As he swung out of his car, one half of those doors opened to reveal a stocky man dressed in Docksides, no socks, white slacks, a boldly striped blue shirt, and, of course, a red ascot tucked under his florid chin.
“Damn,” Ron murmured to himself. “No yachtsman’s cap?”
He slammed his car
door and raised a hand in greeting, beginning the long climb to where the regal homeowner stood, legs apart and hands on hips, framed by the yawning entrance.
“Morning. You Lloyd Jordan?”
The man in the outfit responded indirectly. “You the cop who called?”
Ron was getting closer by now. “Lieutenant Ron Klesczewski. I head up the detective unit.” It wasn’t his standard greeting, but he figured a little pennant waving of his own couldn’t hurt.
“’Bout time,” was the predictable response. The handshake Jordan gave him was soft, moist, and meant to be perfunctory. It worked. Ron pretended to reach for a notepad and wiped his hand against the seat of his trousers.
“You weren’t here when the initial responders came by?” he asked innocently. “Right after your 911 call?”
Jordan scowled and stepped back into the doorway, allowing Ron access if not actually asking him in. “Flatfoots. Barely knew to scrape their shoes.”
Ron didn’t tell him that he almost hadn’t dropped by, given the thoroughness of their work. He did say, “I’m actually here as a courtesy, Mr. Jordan. There’s little more I can add to what they did.”
Lloyd Jordan’s eyes widened. “You’re joking. You here to give me a bumper sticker, then? A sorry-for-your-loss pat on the head? What the fuck do I pay these goddamned taxes for if all I get is a bunch of Keystone Kops bumping into each other?”
Ron pretended to consult the contents of his pad. “I understand your irritation. What did you lose, by the way? Nothing was noted in the report.”

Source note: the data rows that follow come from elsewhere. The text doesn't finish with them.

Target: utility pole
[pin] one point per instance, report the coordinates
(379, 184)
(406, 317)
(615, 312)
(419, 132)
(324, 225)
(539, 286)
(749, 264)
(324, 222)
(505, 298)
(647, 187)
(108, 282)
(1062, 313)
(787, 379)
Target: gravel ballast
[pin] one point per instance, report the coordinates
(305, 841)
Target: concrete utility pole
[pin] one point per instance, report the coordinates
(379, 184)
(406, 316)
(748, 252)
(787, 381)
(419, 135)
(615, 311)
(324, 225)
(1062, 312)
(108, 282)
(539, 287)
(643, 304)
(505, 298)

Lloyd’s pink face darkened and his eyes narrowed, although he didn’t immediately respond. From his years of interviewing secretive people, Ron sensed he’d hit a button.
“Nothing,” came the answer from a woman’s voice back in the house.
Ron stepped inside, his eyes adjusting from the midday sun. He was in a two-story amphitheater—more lobby than entranceway—cool and dark, with a sweeping staircase before him and a palace-suitable chandelier overhead. The owner of the voice was on the fifth step of the staircase, heading down in bare feet, dressed in jeans and a T-shirt. She was as country-casual as her husband was Greenwich-chic.